Iterator that counts upward forever.

Execute inline assembly over a tensor.

`assume`	Allow compiler to assume the `cond` is True.
`max_constancy`	Let the compiler know that the elements of `input` along dimension `d` form constant groups of length `values[d]`.
`max_contiguous`	Let the compiler know that the elements of `input` along dimension `d` form contiguous groups of length `values[d]`.
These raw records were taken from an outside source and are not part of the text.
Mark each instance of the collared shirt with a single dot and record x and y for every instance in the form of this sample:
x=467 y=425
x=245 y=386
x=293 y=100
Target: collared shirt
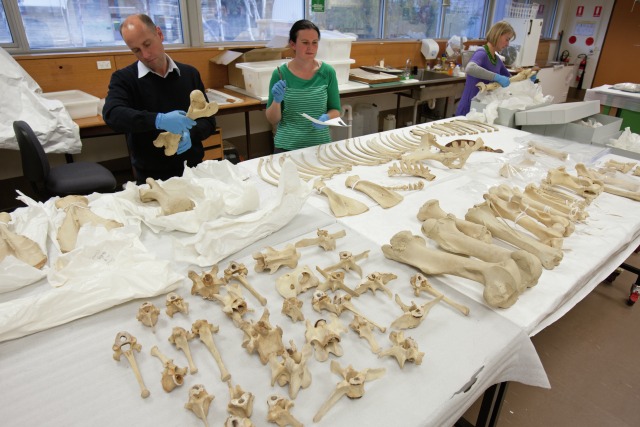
x=143 y=70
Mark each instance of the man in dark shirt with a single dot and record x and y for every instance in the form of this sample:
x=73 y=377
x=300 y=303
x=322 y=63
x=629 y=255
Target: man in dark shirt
x=151 y=96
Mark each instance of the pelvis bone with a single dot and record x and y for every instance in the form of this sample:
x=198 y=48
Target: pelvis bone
x=501 y=287
x=198 y=108
x=21 y=247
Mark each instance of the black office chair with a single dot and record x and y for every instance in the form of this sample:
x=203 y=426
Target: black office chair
x=71 y=178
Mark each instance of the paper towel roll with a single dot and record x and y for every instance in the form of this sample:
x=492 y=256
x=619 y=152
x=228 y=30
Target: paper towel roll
x=429 y=48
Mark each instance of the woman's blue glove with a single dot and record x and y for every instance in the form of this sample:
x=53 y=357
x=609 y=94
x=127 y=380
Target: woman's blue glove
x=185 y=142
x=278 y=90
x=502 y=80
x=175 y=122
x=322 y=118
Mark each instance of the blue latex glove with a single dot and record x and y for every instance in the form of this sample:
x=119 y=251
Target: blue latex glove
x=322 y=118
x=502 y=80
x=278 y=90
x=185 y=142
x=174 y=121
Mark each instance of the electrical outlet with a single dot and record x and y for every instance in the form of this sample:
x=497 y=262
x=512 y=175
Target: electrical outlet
x=104 y=65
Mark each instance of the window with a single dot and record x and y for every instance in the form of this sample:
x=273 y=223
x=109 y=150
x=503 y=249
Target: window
x=81 y=24
x=5 y=31
x=546 y=12
x=359 y=17
x=412 y=19
x=51 y=24
x=463 y=18
x=242 y=20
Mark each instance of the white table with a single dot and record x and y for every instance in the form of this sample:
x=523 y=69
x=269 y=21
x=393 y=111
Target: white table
x=68 y=373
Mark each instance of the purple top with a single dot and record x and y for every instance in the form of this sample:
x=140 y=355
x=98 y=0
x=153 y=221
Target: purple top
x=481 y=58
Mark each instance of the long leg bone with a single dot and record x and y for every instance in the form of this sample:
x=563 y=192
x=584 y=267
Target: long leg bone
x=170 y=203
x=180 y=338
x=352 y=385
x=205 y=330
x=500 y=286
x=199 y=402
x=481 y=214
x=432 y=209
x=125 y=344
x=172 y=376
x=419 y=284
x=384 y=197
x=340 y=205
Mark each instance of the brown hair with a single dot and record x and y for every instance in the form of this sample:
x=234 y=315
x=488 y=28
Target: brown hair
x=145 y=19
x=497 y=30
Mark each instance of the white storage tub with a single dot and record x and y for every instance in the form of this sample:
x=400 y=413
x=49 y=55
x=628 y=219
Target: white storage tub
x=79 y=104
x=334 y=46
x=258 y=74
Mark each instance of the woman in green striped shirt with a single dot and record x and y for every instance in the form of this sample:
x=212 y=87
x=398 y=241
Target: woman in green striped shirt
x=304 y=85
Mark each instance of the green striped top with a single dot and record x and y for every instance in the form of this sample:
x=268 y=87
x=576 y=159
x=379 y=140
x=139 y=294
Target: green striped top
x=314 y=97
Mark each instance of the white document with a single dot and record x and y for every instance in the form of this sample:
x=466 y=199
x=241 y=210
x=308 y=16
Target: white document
x=331 y=122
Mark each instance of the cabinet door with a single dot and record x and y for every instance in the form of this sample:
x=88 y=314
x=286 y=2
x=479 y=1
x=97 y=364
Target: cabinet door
x=213 y=146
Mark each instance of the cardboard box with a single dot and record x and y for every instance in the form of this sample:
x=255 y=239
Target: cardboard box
x=79 y=104
x=558 y=113
x=506 y=116
x=231 y=58
x=576 y=131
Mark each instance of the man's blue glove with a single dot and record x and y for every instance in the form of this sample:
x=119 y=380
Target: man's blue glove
x=502 y=80
x=322 y=118
x=175 y=122
x=278 y=90
x=185 y=142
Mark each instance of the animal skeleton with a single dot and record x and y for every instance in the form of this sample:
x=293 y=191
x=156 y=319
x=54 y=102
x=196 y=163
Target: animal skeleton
x=19 y=246
x=419 y=283
x=325 y=240
x=413 y=314
x=199 y=402
x=204 y=330
x=175 y=303
x=403 y=349
x=324 y=337
x=280 y=412
x=77 y=215
x=125 y=344
x=500 y=285
x=199 y=107
x=273 y=259
x=172 y=376
x=352 y=385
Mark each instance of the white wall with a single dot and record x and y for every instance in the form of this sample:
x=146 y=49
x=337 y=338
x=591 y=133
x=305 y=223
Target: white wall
x=572 y=26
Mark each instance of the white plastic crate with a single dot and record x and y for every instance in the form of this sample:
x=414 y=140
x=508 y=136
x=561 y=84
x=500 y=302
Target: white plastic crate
x=342 y=69
x=334 y=46
x=258 y=74
x=79 y=104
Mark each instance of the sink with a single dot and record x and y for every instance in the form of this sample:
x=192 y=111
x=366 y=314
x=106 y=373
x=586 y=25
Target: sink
x=427 y=75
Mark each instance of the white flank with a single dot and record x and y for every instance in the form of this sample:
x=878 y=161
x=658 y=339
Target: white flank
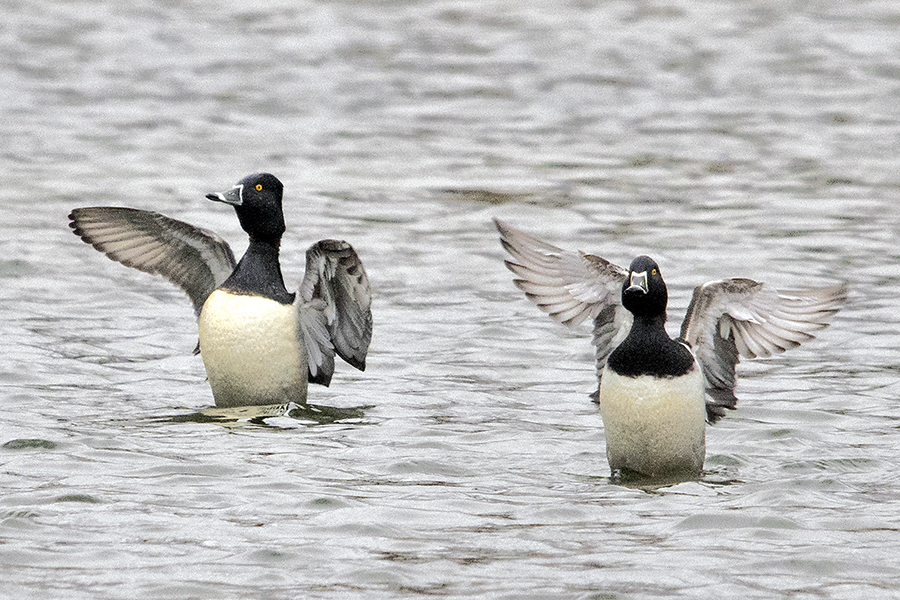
x=251 y=350
x=654 y=426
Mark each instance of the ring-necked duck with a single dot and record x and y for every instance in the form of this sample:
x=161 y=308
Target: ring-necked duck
x=260 y=344
x=656 y=393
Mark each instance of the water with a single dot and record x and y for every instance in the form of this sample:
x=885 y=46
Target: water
x=723 y=138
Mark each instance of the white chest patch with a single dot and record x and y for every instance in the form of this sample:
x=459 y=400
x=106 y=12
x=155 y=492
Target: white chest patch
x=654 y=426
x=251 y=350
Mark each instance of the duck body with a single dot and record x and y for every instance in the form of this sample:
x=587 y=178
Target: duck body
x=651 y=388
x=251 y=351
x=654 y=426
x=657 y=394
x=260 y=343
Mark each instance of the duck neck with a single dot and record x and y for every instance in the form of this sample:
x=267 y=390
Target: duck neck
x=259 y=272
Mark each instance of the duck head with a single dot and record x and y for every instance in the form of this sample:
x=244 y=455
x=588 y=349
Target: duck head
x=644 y=292
x=257 y=201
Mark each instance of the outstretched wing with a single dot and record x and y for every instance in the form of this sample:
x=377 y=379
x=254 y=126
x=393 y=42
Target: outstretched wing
x=736 y=318
x=196 y=260
x=570 y=287
x=335 y=303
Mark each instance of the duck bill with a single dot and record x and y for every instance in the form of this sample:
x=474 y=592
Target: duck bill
x=234 y=196
x=638 y=283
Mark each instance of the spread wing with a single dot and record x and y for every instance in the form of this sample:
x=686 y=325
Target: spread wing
x=335 y=303
x=196 y=260
x=736 y=318
x=570 y=287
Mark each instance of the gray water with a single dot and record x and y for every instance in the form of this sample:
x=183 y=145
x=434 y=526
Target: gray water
x=754 y=139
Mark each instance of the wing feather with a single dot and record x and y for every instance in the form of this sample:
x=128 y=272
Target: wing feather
x=196 y=260
x=335 y=302
x=736 y=318
x=570 y=287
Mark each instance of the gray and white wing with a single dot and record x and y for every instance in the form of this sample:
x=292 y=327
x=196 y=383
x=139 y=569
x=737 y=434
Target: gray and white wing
x=335 y=303
x=736 y=318
x=570 y=287
x=196 y=260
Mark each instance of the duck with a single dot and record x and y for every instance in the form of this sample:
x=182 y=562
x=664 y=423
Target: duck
x=657 y=394
x=260 y=344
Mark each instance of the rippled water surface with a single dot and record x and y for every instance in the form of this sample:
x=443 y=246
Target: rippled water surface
x=754 y=139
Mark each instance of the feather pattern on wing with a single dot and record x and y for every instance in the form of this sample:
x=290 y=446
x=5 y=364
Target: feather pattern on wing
x=335 y=303
x=570 y=287
x=735 y=318
x=196 y=260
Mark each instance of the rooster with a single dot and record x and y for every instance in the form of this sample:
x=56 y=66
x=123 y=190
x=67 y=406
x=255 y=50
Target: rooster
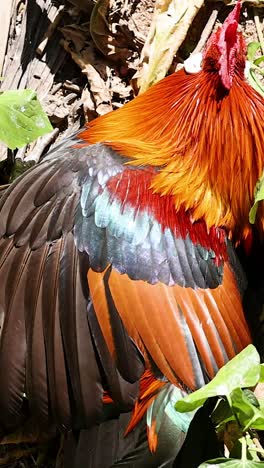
x=120 y=284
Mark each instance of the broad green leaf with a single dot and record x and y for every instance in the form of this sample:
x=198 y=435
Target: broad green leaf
x=252 y=49
x=247 y=414
x=222 y=413
x=242 y=371
x=259 y=196
x=231 y=463
x=22 y=119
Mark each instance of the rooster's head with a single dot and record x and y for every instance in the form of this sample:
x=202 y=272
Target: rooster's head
x=226 y=50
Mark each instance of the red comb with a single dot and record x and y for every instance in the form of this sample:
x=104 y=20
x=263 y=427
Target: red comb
x=227 y=44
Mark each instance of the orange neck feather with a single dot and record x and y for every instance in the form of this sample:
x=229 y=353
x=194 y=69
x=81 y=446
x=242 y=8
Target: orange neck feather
x=207 y=145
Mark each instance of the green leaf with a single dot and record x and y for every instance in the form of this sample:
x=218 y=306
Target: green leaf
x=22 y=119
x=247 y=414
x=259 y=196
x=242 y=371
x=255 y=82
x=252 y=49
x=261 y=378
x=259 y=60
x=231 y=463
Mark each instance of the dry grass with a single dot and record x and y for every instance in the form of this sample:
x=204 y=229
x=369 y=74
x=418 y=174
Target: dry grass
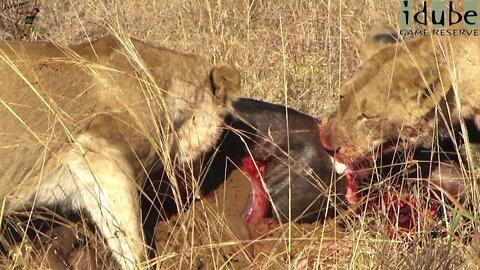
x=289 y=52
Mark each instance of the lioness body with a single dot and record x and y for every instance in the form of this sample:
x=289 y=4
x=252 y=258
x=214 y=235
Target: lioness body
x=81 y=125
x=404 y=92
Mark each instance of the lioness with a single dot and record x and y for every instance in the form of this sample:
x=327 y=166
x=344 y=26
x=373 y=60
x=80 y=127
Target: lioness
x=404 y=93
x=80 y=126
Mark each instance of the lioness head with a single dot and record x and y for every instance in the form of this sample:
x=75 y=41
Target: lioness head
x=397 y=97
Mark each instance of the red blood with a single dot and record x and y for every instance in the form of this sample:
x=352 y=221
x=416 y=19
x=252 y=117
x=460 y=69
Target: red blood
x=403 y=211
x=259 y=202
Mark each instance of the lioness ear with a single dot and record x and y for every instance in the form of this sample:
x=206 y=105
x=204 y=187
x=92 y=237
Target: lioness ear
x=378 y=38
x=226 y=83
x=438 y=85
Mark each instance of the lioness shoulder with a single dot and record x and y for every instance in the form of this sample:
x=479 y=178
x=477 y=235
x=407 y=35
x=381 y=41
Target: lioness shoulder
x=82 y=125
x=404 y=94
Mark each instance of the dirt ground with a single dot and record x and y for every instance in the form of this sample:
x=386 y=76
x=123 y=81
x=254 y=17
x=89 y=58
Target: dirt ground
x=289 y=52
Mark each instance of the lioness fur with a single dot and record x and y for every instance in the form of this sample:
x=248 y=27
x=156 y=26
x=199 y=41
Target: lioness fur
x=81 y=126
x=406 y=92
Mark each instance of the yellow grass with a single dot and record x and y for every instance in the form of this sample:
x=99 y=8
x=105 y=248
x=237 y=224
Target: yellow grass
x=295 y=53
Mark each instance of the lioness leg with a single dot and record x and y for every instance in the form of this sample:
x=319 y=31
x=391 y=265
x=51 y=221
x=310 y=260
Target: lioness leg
x=107 y=191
`multiple_of`	Let the compiler know that `values[d]` is the largest power of two that divides the first element of every contiguous group along dimension `d` of `input` (see `max_contiguous()` for the definition of contiguous group).
`static_assert`	Assert the condition at compile time.
`static_print`	Print the values at compile time.
`device_assert`	Assert the condition at runtime from the device.
`device_print`	Print the values at runtime from the device.